The researchers' breakthrough lies in the ability to overcome reciprocity, a fundamental principle governing many physical systems, which ensures that we get the same response when we push an arbitrary structure from opposite directions. This principle governs how signals of various forms travel in space and explains why, if we can send a radio or an acoustic signal, we can also receive it. In mechanics, reciprocity implies that motion through an object is transmitted symmetrically: If by pushing on side A we move side B by a certain amount, we can expect the same motion at side A when pushing B.
"The mechanical metamaterials we created provide new elements in the palette that material scientists can use in order to design mechanical structures," said Andrea Alu, a professor in the Cockrell School of Engineering and co-author of the paper. "This can be of extreme interest for applications in which it is desirable to break the natural symmetry with which the displacement of molecules travels in the microstructure of a material."

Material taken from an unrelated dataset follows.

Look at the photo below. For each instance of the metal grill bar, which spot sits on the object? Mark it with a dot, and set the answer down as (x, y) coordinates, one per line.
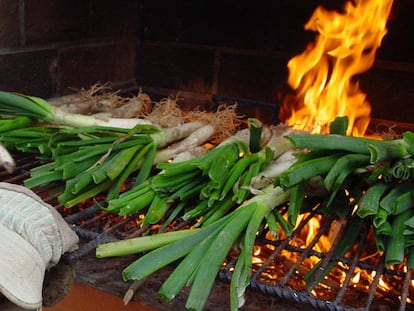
(85, 222)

During the past couple of years, Alu, along with Cockrell School research scientist Dimitrios Sounas and other members of their research team, have made exciting breakthroughs in the area of nonreciprocal devices for electromagnetics and acoustics, including the realization of first-of-their-kind nonreciprocal devices for sound, radio waves and light. While visiting the institute AMOLF in the Netherlands, they started a fruitful collaboration with Corentin Coulais, an AMOLF researcher, who recently has been developing mechanical metamaterials. Their close interaction led to this breakthrough.
The researchers first created a rubber-made, centimeter-scale metamaterial with a specifically tailored fishbone skeleton design. They tailored its design to meet the main conditions to break reciprocity, namely asymmetry and a response that is not linearly proportional to the exerted force.
"This structure provided us inspiration for the design of a second metamaterial, with unusually strong nonreciprocal properties," Coulais said. "By substituting the simple geometrical elements of the fishbone metamaterial with a more intricate architecture made of connected squares and diamonds, we found that we can break very strongly the conditions for reciprocity, and we can achieve a very large nonreciprocal response."
The material's structure is a lattice of squares and diamonds that is completely homogeneous throughout the sample, like an ordinary material. However, each unit of the lattice is slightly tilted in a certain way, and this subtle difference dramatically controls the way the metamaterial responds to external stimuli.
"The metamaterial as a whole reacts asymmetrically, with one very rigid side and one very soft side," Sounas said. "The relation between the unit asymmetry and the soft side location can be predicted by a very generic mathematical framework called topology. Here, when the architectural units lean left, the right side of the metamaterial will be very soft, and vice-versa."
When the researchers apply a force on the soft side of the metamaterial, it easily induces rotations of the squares and diamonds within the structure, but only in the near vicinity of the pressure point, and the effect on the other side is small. Conversely, when they apply the same force on the rigid side, the motion propagates and is amplified throughout the material, with a large effect at the other side. As a result, pushing from the left or from the right results in very different responses, yielding a large nonreciprocity even for small applied forces.
The team is looking forward to leveraging these topological mechanical metamaterials for various applications, optimizing them, and carving devices out of them for applications in soft robotics, prosthetics and energy harvesting.